2. Until of course it’s the worst and downpours for the better half of the weekend, causing all the bugs to crawl up from the ground, through your pipes, and you wake up at 6AM on Tuesday morning to a cockroach on your bathroom floor. Yes, I might have died a million deaths in that moment. He was large (upwards of 2 inches) and in charge, and was roaming around like he owned the place. Little does he know, an exterminator is on his way this AM to clear out the rest of his roach family. There is zero tolerance for arthropods in this apartment. ZERO.
3. Sometimes I think The.Boy forgets that I’m a real girl. Like when he looked at me in shock when I told him that I bought four dresses and three pairs of shoes online for our engagement photos this Sunday. I mean, necessary. Am I right? Besides, I’ll probably return
most of the a few things. Maybe.
4. I also booked a hair appointment and a makeup session at Sephora. But those will be our little secret…

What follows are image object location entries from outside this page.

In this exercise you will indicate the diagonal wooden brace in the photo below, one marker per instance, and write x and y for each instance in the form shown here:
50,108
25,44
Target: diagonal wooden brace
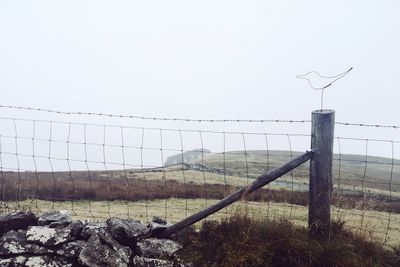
240,194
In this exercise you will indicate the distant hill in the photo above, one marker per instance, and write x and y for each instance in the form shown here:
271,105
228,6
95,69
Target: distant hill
187,157
373,172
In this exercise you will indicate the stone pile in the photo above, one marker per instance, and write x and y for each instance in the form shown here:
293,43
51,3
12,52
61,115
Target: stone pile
54,239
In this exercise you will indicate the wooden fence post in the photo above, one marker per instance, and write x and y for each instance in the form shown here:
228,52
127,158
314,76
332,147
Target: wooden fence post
322,135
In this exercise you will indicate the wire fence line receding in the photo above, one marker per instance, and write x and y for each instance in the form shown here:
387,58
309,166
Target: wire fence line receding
99,170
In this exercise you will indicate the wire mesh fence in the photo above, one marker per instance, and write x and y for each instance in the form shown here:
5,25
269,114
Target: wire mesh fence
98,169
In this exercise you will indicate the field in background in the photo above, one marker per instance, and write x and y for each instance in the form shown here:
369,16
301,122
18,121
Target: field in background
374,223
366,190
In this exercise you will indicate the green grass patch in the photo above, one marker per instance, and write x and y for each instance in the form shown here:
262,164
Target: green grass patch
241,240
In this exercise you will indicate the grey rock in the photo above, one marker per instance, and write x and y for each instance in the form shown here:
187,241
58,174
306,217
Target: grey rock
16,221
158,248
159,220
158,223
47,261
147,262
14,262
71,249
76,228
15,243
97,253
90,228
55,218
49,236
124,252
127,232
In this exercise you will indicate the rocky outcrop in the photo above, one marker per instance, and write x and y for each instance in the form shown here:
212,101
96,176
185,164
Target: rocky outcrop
54,239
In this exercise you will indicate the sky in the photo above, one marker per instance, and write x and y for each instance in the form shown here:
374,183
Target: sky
203,59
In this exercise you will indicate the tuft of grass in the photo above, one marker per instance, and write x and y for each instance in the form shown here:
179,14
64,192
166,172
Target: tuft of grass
240,240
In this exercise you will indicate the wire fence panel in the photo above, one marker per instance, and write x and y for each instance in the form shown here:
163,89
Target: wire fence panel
99,165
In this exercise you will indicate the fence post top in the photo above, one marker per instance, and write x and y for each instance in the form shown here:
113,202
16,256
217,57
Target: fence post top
323,111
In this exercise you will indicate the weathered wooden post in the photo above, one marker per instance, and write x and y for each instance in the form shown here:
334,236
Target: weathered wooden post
322,135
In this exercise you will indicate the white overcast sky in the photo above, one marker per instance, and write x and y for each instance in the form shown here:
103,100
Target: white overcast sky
202,59
212,59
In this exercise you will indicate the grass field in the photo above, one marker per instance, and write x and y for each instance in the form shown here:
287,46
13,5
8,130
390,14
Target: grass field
373,223
366,191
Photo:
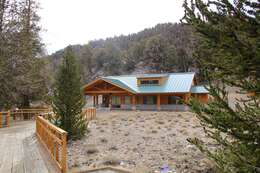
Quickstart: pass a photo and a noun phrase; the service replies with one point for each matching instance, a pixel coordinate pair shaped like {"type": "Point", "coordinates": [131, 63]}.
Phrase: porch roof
{"type": "Point", "coordinates": [175, 83]}
{"type": "Point", "coordinates": [199, 89]}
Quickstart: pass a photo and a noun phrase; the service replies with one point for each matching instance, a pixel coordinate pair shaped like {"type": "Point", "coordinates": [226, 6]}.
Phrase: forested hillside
{"type": "Point", "coordinates": [164, 48]}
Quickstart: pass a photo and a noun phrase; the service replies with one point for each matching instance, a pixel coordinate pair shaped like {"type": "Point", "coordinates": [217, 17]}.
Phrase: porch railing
{"type": "Point", "coordinates": [4, 119]}
{"type": "Point", "coordinates": [27, 114]}
{"type": "Point", "coordinates": [54, 140]}
{"type": "Point", "coordinates": [89, 113]}
{"type": "Point", "coordinates": [169, 107]}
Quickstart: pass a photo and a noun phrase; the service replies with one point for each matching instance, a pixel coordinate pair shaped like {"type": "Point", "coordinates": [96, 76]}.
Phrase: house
{"type": "Point", "coordinates": [169, 91]}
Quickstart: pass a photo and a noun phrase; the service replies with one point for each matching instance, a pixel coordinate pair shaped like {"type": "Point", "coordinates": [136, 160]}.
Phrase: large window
{"type": "Point", "coordinates": [149, 100]}
{"type": "Point", "coordinates": [149, 82]}
{"type": "Point", "coordinates": [116, 100]}
{"type": "Point", "coordinates": [174, 100]}
{"type": "Point", "coordinates": [127, 100]}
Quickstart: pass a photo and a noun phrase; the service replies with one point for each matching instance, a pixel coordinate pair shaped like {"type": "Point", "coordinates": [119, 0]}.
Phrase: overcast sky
{"type": "Point", "coordinates": [79, 21]}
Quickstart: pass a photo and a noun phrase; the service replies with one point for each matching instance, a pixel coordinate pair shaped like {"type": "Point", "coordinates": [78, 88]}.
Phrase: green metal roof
{"type": "Point", "coordinates": [199, 89]}
{"type": "Point", "coordinates": [175, 83]}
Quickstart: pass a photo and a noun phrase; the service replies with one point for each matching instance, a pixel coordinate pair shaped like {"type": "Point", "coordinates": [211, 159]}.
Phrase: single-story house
{"type": "Point", "coordinates": [168, 91]}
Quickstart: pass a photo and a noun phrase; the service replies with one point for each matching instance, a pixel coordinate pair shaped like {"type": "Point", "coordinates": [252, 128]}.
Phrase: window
{"type": "Point", "coordinates": [127, 100]}
{"type": "Point", "coordinates": [149, 82]}
{"type": "Point", "coordinates": [149, 100]}
{"type": "Point", "coordinates": [116, 100]}
{"type": "Point", "coordinates": [173, 100]}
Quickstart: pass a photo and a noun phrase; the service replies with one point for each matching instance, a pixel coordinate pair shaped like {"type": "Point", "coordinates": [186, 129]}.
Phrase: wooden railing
{"type": "Point", "coordinates": [89, 113]}
{"type": "Point", "coordinates": [5, 119]}
{"type": "Point", "coordinates": [55, 141]}
{"type": "Point", "coordinates": [27, 114]}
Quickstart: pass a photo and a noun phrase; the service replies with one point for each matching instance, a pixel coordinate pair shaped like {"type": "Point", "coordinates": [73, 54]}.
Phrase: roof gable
{"type": "Point", "coordinates": [175, 83]}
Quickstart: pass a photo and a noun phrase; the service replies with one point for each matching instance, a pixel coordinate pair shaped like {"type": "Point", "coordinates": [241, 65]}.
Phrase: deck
{"type": "Point", "coordinates": [21, 152]}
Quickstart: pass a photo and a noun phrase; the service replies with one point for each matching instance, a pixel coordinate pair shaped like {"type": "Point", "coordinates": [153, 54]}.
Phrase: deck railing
{"type": "Point", "coordinates": [27, 114]}
{"type": "Point", "coordinates": [89, 113]}
{"type": "Point", "coordinates": [4, 119]}
{"type": "Point", "coordinates": [55, 141]}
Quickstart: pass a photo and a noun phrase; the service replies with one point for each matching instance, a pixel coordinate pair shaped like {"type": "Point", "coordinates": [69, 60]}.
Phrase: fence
{"type": "Point", "coordinates": [5, 119]}
{"type": "Point", "coordinates": [55, 141]}
{"type": "Point", "coordinates": [89, 113]}
{"type": "Point", "coordinates": [27, 114]}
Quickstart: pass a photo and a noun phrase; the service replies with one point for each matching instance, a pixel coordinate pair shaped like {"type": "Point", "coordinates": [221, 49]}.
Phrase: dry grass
{"type": "Point", "coordinates": [138, 139]}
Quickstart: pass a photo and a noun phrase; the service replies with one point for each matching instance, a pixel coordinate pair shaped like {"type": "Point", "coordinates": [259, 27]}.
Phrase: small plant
{"type": "Point", "coordinates": [103, 140]}
{"type": "Point", "coordinates": [154, 131]}
{"type": "Point", "coordinates": [91, 149]}
{"type": "Point", "coordinates": [114, 148]}
{"type": "Point", "coordinates": [160, 122]}
{"type": "Point", "coordinates": [142, 169]}
{"type": "Point", "coordinates": [111, 160]}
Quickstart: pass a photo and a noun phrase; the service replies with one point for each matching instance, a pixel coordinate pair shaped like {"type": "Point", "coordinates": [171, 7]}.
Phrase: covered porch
{"type": "Point", "coordinates": [105, 94]}
{"type": "Point", "coordinates": [159, 102]}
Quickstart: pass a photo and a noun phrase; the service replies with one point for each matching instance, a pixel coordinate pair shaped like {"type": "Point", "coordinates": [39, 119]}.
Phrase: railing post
{"type": "Point", "coordinates": [8, 119]}
{"type": "Point", "coordinates": [64, 153]}
{"type": "Point", "coordinates": [1, 114]}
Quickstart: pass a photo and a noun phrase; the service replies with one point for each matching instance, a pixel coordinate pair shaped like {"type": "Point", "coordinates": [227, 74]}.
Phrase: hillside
{"type": "Point", "coordinates": [164, 48]}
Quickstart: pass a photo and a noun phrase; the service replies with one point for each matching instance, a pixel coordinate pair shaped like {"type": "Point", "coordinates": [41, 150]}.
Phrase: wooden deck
{"type": "Point", "coordinates": [21, 152]}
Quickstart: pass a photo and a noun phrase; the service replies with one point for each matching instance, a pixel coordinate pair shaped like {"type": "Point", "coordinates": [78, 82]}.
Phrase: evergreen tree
{"type": "Point", "coordinates": [68, 99]}
{"type": "Point", "coordinates": [20, 45]}
{"type": "Point", "coordinates": [229, 55]}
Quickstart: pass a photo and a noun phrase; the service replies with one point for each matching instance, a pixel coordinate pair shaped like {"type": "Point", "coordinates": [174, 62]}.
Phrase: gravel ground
{"type": "Point", "coordinates": [141, 140]}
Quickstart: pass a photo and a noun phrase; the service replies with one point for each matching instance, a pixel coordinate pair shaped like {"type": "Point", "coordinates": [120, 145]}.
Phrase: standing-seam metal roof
{"type": "Point", "coordinates": [199, 89]}
{"type": "Point", "coordinates": [175, 83]}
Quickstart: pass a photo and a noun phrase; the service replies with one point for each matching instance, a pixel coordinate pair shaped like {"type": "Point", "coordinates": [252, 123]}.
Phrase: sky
{"type": "Point", "coordinates": [66, 22]}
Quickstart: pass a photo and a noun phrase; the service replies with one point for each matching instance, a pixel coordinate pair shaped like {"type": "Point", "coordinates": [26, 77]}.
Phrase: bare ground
{"type": "Point", "coordinates": [141, 139]}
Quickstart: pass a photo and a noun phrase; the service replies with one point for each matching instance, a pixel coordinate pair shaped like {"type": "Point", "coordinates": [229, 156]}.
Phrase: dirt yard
{"type": "Point", "coordinates": [140, 140]}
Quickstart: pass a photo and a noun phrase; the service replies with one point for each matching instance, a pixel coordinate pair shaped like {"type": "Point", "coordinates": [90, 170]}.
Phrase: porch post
{"type": "Point", "coordinates": [97, 101]}
{"type": "Point", "coordinates": [94, 101]}
{"type": "Point", "coordinates": [109, 101]}
{"type": "Point", "coordinates": [158, 102]}
{"type": "Point", "coordinates": [133, 102]}
{"type": "Point", "coordinates": [122, 100]}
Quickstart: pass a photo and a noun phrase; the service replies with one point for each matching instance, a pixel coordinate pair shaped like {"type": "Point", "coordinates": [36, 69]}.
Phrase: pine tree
{"type": "Point", "coordinates": [68, 99]}
{"type": "Point", "coordinates": [229, 56]}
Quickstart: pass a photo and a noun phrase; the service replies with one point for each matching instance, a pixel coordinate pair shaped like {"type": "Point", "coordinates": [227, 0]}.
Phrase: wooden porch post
{"type": "Point", "coordinates": [133, 102]}
{"type": "Point", "coordinates": [122, 100]}
{"type": "Point", "coordinates": [97, 101]}
{"type": "Point", "coordinates": [110, 101]}
{"type": "Point", "coordinates": [158, 102]}
{"type": "Point", "coordinates": [94, 101]}
{"type": "Point", "coordinates": [186, 97]}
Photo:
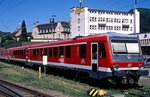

5. If I made this my wedding invitation, how many people do you think would be offended?
6. Kind of in love with these paper heart garlands on Etsy but also kind of on the fence because I feel like I could make them myself. If I had any semblance of patience for anything that isn’t edible. Like, I could spend hours making pie crusts but tell me to fold laundry for 20 minutes and I am out.
7. So, apparently May is salad month. Kind of ironic that it directly follows grilled cheese month. But also kind of glorious. At least, I know my arteries are jumping for joy.
8. Because the program that I’m in at school is run by three different institutions, we are going to have to move from our current housing situation to that of one of the other institutions this summer. I went to look at some of the available apartments yesterday. And some of them DON’T HAVE OVENS. They have a stove and a space below it where an oven should be. But NO OVEN. I find this baffling.
9. Between that and the cockroach…I may be having a nervous breakdown.
10. Come August, there is a high chance you will find me handcuffing myself to my apartment door in protest. Be prepared.